NASCAR drivers Kyle Larson and Christopher Bell are usually friends off the race track; This week, they aren’t
On Sunday, NASCAR visited Watkins Glen International. The New York road course saw a three car battle for the win in the closing laps of the event.
Kyle Larson and Christopher Bell are both avid dirt racers. Not only do they race on Sunday’s but they regularly find themselves wheel to wheel on the bullring dirt tracks across the country.
On lap 55 of 90 at The Glen, Bell was all over the bumper of Martin Truex Jr and looking for the lead. After several laps, Larson caught both of them, making it a three-way battle.
Larson trailed Bell by a half car length down the front stretch. He dove to the inside in turn one.
Bell pinched him, likely not knowing he was even there. As they made contact, Bell went for a spin, no caution.
Larson rallied to the bumper of Truex. However, the pass for the lead was made during a pit stop.

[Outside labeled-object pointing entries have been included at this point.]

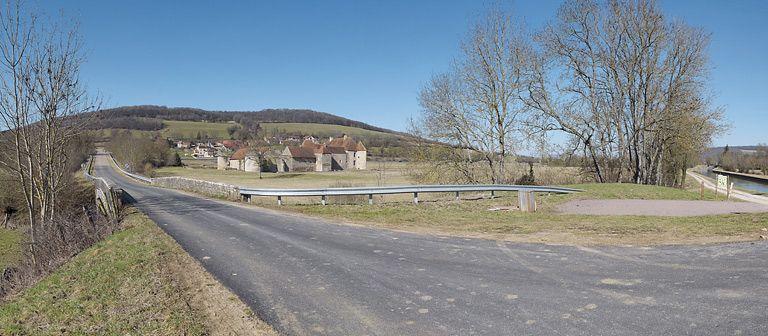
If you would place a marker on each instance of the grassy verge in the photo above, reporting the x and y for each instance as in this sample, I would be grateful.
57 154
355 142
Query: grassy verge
138 281
10 248
472 218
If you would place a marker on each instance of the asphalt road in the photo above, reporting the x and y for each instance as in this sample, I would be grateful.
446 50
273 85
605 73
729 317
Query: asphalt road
311 277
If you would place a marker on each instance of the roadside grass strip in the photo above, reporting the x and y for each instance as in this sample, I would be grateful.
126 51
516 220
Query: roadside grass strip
474 218
128 283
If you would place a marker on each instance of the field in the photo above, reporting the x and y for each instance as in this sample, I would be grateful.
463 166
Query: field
190 129
10 248
323 130
441 214
389 173
138 282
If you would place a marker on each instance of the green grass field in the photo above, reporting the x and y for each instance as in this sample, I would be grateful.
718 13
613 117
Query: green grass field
132 283
10 248
393 174
190 129
439 213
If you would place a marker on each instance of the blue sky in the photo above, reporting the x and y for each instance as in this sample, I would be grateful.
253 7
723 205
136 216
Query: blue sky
364 60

Larson drove to victory lane.
After the race
Christopher Bell stated directly after the race, “I haven’t seen it so I don’t know if I crowded him at all, but he shouldn’t have been in there in the first place. He didn’t really have a run coming off of seven. We were all packed up.”
Larson apologized from victory lane.
“Big apology to Christopher Bell. I was inside but I wasn’t inside enough,” Larson said from the front stretch.

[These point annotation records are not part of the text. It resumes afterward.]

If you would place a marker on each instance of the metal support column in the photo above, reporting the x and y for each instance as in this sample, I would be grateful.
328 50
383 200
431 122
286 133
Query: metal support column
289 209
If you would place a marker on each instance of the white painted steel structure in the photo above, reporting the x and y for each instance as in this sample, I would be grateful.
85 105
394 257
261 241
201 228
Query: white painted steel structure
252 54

“I needed to have my nose a few feet further ahead. The angle, just caught there in the middle and I ended up turning him. I hate that. I’ve raced him, a lot. He’s probably the one guy that I race with the most.”
Larson concluded from the track, “So, I hate to turn him like that.”

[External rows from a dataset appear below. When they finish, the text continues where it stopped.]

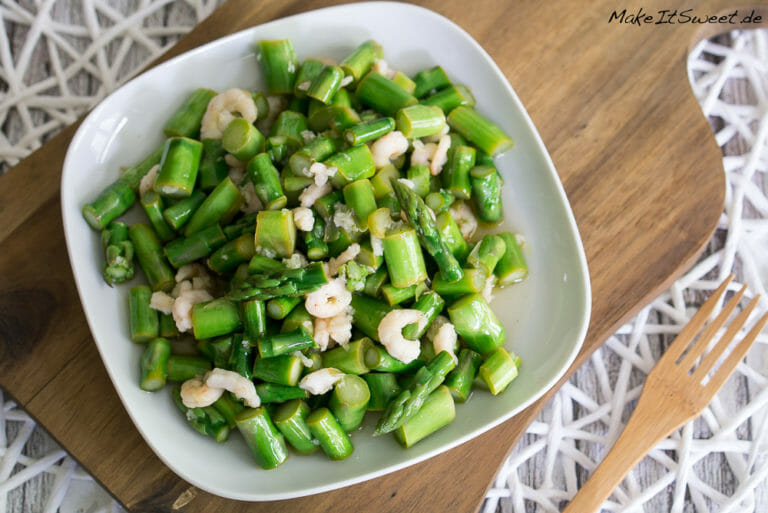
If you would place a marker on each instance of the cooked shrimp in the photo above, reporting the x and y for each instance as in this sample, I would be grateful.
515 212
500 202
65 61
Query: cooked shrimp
390 332
443 336
334 264
440 156
223 108
312 193
321 381
329 300
242 387
182 307
388 147
464 217
195 393
148 180
303 218
161 302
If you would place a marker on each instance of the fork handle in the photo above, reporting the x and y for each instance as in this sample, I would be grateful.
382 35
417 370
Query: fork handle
634 442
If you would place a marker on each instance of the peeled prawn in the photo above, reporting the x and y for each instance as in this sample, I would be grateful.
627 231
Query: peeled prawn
390 333
223 108
196 393
242 387
329 300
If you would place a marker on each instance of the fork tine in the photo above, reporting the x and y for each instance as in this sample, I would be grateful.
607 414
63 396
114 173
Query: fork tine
709 333
697 321
728 366
709 361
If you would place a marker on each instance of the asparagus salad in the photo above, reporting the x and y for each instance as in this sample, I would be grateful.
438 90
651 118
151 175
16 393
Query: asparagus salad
309 254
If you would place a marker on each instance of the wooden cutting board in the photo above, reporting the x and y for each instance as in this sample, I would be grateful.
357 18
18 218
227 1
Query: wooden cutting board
638 161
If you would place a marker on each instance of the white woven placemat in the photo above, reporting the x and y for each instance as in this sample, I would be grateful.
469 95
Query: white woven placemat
58 58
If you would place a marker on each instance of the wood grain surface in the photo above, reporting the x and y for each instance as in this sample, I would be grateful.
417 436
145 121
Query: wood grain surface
637 159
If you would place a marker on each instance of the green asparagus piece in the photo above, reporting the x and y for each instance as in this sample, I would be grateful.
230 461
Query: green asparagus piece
430 79
290 419
383 387
327 430
476 323
349 401
275 232
382 94
220 206
266 443
118 253
215 318
185 122
241 356
154 364
487 253
354 163
478 130
455 175
421 177
285 343
416 121
460 379
367 131
266 182
198 245
143 320
499 369
421 220
438 411
150 256
289 282
357 358
184 367
274 393
243 140
178 167
450 97
111 203
153 206
359 62
367 314
232 254
358 195
324 86
284 369
213 168
254 314
431 305
278 64
512 267
178 214
407 404
279 307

Mid-week comments: Larson puts some fault on Bell
“Initially I thought I was completely at the wrong,” Larson told Sirius XM NASCAR Radio on Tuesday.
“But honestly, I think more after watching the replay, I think we both had a factor in what happened. I got in there, I didn’t dive-bomb like he said I did. I was a half-a-car-length back on him going down the frontstretch, looked to his inside the whole braking zone and was actually further forward than I actually really was.
Larson added, “I locked the brakes up late in the braking zone when I realized he was going to turn in the corner, and really turned in like I wasn’t there.
“I’m not sure if his spotter just didn’t tell him or what happened there but, either way, I still feel bad about it. I don’t ever want to spin anybody out, especially Christopher Bell. I have a lot of respect for him on the race track and we’ve had amazing races together.”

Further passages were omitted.